Las réplicas de las mismas se hicieron en varias capitales del mundo, desde Seúl y Tokio hasta
Alemania, Inglaterra, Australia, miles de personas se han sumado a las protestas contra la
violencia policial en Estados Unidos y el mundo.
Mientras la sociedad norteamericana arde en llamas casi de manera literal, el ex vicepresidente
Joe Biden se aseguró la nominación del Partido Demócrata para enfrentarse al ya también muy
seguro candidato republicano Donald Trump en las elecciones presidenciales de noviembre.
La confirmación oficial de su candidatura se dará en la Convención Demócrata, que este año se
celebrará en agosto de manera virtual a causa de la pandemia.
Biden, de 77 años, consiguió los apoyos necesarios después de que siete estados y el Distrito de
Columbia celebraran primarias el pasado martes.
El panorama de las cruciales elecciones que celebrará EE.UU. en noviembre ha cambiado
radicalmente con la pandemia -que ha llevado a los mayores niveles de desempleo en el país
desde la Gran Depresión- y la oleada de protestas contra el racismo.
Trump y Biden ya han chocado en estos asuntos, y todo apunta que estas dos cuestiones
seguirán dominando la carrera hacia la Casa Blanca.
En un mensaje en redes sociales, Biden recordó que su campaña era a favor “de todos los que
habían caído y habían quedado abandonados” y que esas palabras adquirían en este momento
una “resonancia mayor” porque muchos estadounidenses “habían sufrido y estaban sufriendo
tantas pérdidas”.
“Es un momento difícil en la historia de Estados Unidos.

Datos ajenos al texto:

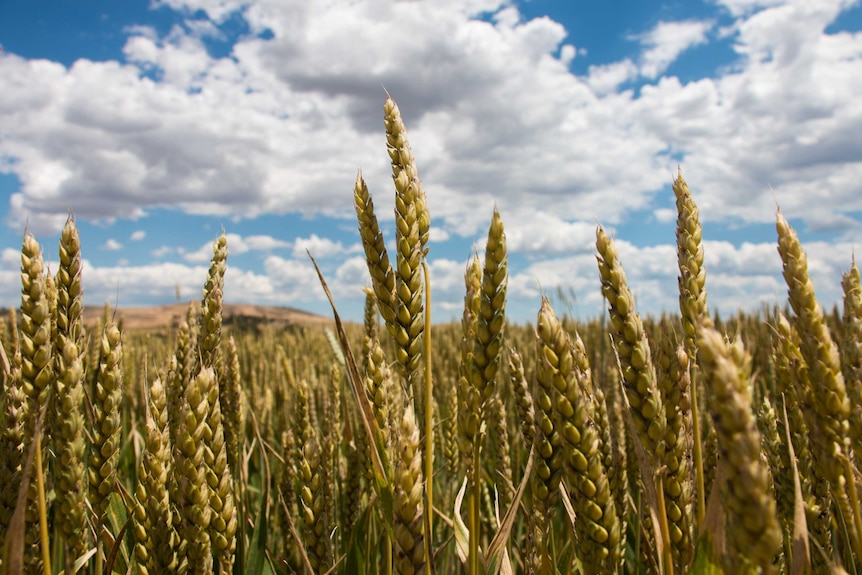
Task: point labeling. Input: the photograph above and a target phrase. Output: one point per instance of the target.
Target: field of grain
(679, 444)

Y la política divisoria y enojada de
Donald Trump no es la respuesta. El país está clamando por liderazgo. Liderazgo que nos pueda
unir, que pueda acercarnos”, -así es, los americanos viven algo parecido al “López
Obradorismo.
El mandatario, por su parte, ha afirmado estar deseoso de pelear por la presidencia contra Biden,
quien fue vicepresidente con Barack Obama.
Este es la tercera vez que Biden intenta la candidatura presidencial. La última vez, Hillary
Clinton acabó siendo la candidata demócrata para competir contra Trump.
Dicen que la tercera es la vencida, ¿será el caso?